Us entomologists are a hardy lot and despite the weather and the slight handicap it put on the use of sweep nets and other sampling devices we headed out to the field, but not before I had subjected the students to my introductory lecture extolling the virtues of insects and their extremely important roles in ecology.
A no-brainer really – if you are a zoologist/ecologist, insects are where it’s at 😊
Once out in the field, despite the rain we had a lovely time pooting, sweeping, beating and using the Vortis, all good fun and as my old games teacher used to say as he ushered us out into the rain to run a cross-country or play rugby, “Character building”. More seriously though, it was a good introduction to ecological field work and the concept of environmental variability, the sun doesn’t shine all the time.
Sweeping, beating and sucking and perhaps contemplating a swim?
After forty minutes of running about in the rain we headed back to the lab for an hour of sorting and identification for everyone before we started the ‘expert’ session.
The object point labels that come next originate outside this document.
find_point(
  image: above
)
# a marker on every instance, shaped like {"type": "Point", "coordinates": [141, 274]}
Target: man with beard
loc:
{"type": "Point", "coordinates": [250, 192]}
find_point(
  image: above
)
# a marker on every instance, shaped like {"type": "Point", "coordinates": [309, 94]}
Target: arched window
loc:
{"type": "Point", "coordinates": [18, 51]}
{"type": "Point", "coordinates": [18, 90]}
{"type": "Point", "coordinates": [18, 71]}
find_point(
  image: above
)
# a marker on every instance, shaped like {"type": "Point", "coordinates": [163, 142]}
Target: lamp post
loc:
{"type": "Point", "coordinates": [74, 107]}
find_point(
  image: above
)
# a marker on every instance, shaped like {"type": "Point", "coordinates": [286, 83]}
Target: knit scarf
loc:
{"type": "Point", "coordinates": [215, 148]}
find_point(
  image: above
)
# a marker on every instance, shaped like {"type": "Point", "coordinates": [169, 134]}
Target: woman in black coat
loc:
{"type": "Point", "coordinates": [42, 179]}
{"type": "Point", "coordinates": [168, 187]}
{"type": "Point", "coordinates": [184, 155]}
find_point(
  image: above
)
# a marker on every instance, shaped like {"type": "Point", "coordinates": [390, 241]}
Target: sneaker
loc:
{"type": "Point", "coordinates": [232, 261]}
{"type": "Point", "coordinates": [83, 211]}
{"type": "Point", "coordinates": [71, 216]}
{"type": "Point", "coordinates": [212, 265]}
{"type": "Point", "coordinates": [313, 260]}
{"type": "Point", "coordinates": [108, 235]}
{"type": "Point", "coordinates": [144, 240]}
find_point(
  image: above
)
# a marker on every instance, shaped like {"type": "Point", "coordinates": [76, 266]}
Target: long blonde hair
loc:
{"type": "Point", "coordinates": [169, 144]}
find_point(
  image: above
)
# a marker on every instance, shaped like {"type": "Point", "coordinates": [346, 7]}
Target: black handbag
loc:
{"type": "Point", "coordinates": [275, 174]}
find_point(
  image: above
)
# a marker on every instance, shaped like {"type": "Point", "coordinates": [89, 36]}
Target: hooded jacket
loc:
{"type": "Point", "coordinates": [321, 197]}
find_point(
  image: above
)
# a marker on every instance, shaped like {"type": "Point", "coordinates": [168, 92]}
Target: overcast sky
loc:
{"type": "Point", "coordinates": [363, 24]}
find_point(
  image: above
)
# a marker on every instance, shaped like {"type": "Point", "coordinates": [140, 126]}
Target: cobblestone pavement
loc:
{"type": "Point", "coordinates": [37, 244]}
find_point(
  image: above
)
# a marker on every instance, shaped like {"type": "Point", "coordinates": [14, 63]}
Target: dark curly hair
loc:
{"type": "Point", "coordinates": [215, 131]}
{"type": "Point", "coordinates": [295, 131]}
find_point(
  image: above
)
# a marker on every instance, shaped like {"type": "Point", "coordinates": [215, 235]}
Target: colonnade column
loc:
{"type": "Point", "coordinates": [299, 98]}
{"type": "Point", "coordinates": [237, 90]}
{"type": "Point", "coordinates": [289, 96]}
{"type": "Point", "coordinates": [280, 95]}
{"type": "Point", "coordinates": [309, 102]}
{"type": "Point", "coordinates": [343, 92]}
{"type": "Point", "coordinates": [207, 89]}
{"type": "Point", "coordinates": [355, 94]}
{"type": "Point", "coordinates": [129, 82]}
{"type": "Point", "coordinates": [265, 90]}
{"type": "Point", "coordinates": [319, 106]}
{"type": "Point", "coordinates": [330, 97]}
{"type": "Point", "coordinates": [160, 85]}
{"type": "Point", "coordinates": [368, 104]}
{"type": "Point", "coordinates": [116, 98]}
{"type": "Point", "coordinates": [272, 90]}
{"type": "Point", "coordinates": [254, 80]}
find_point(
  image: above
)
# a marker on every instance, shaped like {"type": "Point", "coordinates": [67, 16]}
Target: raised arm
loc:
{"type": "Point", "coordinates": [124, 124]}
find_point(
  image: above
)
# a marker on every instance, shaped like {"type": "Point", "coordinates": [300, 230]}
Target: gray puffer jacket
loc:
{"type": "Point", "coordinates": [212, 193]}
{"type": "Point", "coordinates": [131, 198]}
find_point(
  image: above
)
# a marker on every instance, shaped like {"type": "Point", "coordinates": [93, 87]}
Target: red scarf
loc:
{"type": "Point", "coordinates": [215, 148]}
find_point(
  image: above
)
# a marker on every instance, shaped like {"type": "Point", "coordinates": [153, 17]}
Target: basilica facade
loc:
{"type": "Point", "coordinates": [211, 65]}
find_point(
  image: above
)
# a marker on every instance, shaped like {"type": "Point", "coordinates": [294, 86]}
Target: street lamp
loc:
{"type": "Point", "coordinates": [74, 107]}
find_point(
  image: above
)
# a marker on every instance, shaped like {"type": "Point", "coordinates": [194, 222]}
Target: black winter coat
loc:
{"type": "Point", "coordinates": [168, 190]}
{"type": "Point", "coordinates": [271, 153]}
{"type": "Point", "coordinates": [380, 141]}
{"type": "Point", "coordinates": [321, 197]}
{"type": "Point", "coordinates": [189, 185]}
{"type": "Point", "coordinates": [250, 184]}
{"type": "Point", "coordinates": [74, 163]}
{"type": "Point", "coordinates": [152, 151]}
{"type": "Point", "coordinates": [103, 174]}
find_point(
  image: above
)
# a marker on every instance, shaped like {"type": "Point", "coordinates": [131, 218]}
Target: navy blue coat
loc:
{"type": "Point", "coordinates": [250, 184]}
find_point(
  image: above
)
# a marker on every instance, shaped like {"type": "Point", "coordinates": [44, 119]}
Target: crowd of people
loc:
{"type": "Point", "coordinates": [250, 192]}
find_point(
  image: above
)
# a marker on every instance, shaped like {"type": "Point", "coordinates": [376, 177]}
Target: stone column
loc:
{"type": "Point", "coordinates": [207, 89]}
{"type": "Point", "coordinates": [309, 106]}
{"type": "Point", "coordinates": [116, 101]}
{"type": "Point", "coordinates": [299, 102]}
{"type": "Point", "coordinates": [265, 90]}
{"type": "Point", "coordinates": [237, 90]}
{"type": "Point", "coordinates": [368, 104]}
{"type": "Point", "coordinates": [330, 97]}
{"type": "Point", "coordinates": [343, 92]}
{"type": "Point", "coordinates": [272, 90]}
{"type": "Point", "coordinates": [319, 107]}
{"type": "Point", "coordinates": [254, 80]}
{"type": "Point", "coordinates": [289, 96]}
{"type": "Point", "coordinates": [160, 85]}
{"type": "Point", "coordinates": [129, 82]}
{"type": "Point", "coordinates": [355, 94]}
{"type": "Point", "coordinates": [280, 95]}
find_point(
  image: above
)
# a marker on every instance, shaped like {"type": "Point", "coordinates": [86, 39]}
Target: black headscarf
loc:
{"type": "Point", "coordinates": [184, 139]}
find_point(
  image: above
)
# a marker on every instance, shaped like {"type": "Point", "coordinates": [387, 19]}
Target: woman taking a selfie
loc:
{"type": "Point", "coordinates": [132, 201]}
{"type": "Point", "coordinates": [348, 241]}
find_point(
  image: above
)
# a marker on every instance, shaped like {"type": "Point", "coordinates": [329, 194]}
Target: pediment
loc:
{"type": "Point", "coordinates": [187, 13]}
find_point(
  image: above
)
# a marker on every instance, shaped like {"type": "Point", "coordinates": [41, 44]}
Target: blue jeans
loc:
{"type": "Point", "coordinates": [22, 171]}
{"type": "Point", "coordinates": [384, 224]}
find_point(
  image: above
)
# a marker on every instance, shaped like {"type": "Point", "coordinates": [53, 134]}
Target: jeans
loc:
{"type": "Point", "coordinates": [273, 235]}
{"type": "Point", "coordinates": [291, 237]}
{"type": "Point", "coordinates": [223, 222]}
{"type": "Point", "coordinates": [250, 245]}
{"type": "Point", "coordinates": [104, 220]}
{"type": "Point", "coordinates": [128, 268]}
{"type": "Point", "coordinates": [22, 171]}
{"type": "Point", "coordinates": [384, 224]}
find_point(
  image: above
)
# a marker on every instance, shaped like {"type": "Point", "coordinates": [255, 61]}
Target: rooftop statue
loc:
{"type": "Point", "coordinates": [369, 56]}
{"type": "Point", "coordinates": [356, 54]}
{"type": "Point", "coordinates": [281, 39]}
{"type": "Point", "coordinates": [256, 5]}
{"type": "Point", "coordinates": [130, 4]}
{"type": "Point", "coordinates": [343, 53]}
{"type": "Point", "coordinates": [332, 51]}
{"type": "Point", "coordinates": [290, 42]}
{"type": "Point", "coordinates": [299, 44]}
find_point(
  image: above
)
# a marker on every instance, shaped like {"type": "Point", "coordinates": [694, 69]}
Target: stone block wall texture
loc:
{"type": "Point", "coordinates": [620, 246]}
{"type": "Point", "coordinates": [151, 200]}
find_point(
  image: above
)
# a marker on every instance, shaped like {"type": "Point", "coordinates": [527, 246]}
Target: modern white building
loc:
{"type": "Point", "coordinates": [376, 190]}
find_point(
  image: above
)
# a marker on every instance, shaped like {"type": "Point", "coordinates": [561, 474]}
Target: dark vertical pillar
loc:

We were very pleased that 20% of the students stayed on for the extra hour of getting to grips with insect taxonomy.
Learning how to identify insects in the lab.
After the evening meal, it was time for the now, very traditional, glow in the dark insects and a lecture on moth trapping from Fran.
Using UV torches and fluorescent dust to track carabid beetles.
Fran lecturing on moth trapping and then with the early risers helping her and Chris Jeffs empty and identify the catch; one of which made a bid for freedom, necessitating a bit of ladder work 🙂
Despite the rain we did catch some moths, this Swallowtail for me at least, was the star of the show.
Moths identified it was time for breakfast and getting the car packed; luckily the nets had all dried out overnight and heading for the ferry and the long trip back to Shropshire. It was a great couple of days and I really enjoyed it and am incredibly sad that I will not be able to take part next year. The whole event is a great initiative by the BES, and I am glad that it and the allied summer school for ‘A’ Level students are now a firmly established part of the ecological calendar. I have only described entomology part of the week, other things were happening; for an excellent account of the whole week I recommend this blog post by one of the students, and not just because she gave me a good report 😊 You can follow her on Twitter too @ecology_student and track down the other comments about the week by using #BESUG19
Although it rained quite hard at times we never had to use this 😊
In terms of hard-core entomology, this was actually my second collecting insects in the rain experience of the year – you may remember it rained in Bristol!
I am very grateful to the British Ecological Society for inviting me to participate in the first ever Summer School and to keep on inviting me back. Special thanks to Fran and Chris and also to Christina Ravinet (whom I also taught) from the BES for keeping things running so smoothly.